Regard the various separate Unix systems as being (large) leaves on a unique global Unix system naming tree (a copy of which would be held in each system), but also provide means of naming by which each Unix system can name the others directly. This naming scheme then would be supported by physical interconnections, such as local area networks, of possibly quite different topology, and remote procedure call services which would be involved automatically when inter-Unix information transfer was implied by a command-level or program- level statement.
The figure below shows three interconnected Unix systems, and represents the overall tree formed from their directory hierarchies and the system naming tree. Two systems are (with respect to names and probably, but not necessarily, physical links) closely connected, the third being a more distant system. The curved lines represent additional links (called 'r-links') which serve as path name abbreviations, and so allow direct inter-system naming. Just a few such r-links are shown but in a small collection of Unix systems, each system might have r-links to all the others. (See Figure 1)
Assume that within each Unix system, '/' is left at its normal position at (what appears to be) the root of the (local) directory tree. Then within Ul, f is known as /b/f. From U2 it can be known either as /../U1/b/f or (via the r-link) as /U1/b/f. From U3 it is known just as /../../Daysh/Ul/b/f, though a suitable r-link could also abbreviate this to /Ul/b/f.

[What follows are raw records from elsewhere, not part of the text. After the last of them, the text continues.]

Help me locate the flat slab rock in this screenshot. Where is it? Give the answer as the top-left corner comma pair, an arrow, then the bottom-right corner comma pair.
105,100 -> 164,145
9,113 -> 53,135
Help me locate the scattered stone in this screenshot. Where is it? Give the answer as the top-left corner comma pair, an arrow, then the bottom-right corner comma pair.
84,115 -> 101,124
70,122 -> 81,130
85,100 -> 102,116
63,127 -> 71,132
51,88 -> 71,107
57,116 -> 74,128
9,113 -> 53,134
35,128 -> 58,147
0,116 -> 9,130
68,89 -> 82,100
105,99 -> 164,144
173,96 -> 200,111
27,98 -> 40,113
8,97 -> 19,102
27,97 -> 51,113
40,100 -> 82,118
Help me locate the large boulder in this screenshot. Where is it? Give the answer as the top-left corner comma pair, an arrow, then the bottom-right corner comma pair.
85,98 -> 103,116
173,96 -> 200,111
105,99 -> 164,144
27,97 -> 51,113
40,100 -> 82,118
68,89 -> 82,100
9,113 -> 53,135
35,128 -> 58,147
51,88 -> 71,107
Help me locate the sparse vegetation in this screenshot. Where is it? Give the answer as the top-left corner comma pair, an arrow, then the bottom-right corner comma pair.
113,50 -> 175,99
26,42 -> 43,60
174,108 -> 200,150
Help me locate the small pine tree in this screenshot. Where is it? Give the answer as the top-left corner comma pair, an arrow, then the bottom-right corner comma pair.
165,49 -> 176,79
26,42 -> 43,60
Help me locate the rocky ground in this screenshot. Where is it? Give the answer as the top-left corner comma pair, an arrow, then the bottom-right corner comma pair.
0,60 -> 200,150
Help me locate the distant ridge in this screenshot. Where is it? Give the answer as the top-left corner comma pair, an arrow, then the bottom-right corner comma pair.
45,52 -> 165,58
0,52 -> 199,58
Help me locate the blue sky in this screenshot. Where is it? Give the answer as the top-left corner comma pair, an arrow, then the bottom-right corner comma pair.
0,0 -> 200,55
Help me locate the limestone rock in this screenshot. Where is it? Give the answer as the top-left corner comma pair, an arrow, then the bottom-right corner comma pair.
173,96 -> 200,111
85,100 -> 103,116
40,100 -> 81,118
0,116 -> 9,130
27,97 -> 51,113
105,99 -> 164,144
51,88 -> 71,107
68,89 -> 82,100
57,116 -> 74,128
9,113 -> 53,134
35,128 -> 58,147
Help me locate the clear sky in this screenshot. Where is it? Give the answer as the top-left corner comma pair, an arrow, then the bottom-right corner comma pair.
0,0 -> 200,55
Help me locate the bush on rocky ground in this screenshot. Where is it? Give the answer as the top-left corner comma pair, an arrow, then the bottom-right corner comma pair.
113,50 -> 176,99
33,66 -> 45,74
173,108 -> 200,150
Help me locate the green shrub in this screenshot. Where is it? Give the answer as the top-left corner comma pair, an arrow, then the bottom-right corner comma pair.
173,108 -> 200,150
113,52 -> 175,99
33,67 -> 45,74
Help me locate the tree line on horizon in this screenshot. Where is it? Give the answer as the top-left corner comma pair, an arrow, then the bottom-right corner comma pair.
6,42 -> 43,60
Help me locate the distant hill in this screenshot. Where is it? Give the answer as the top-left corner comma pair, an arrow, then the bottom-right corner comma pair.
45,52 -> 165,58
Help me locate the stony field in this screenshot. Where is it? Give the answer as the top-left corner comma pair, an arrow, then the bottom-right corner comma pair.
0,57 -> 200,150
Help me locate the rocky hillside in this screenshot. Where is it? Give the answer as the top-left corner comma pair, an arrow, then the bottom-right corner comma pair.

The tree form of the inter-Unix naming structure provides a convenient means of uniquely identifying all files, etc., which is indefinitely expansible. The system of r-links enables details of this naming structure to be hidden, much as can be done within a single Unix using links to files. The r-links are special, in that they only exist in root directories, and point to other roots (just as ordinary links can only point to files rather than directories). As mentioned above they are to be thought of as abbreviations, rather than as paths which might be followed in tree-searching algorithms and so cause potential cycles in the overall directory structure. (An actual implementation of this scheme might use the normal Unix directory mechanism for the whole tree, and incorporate some new means of identifying the root node.)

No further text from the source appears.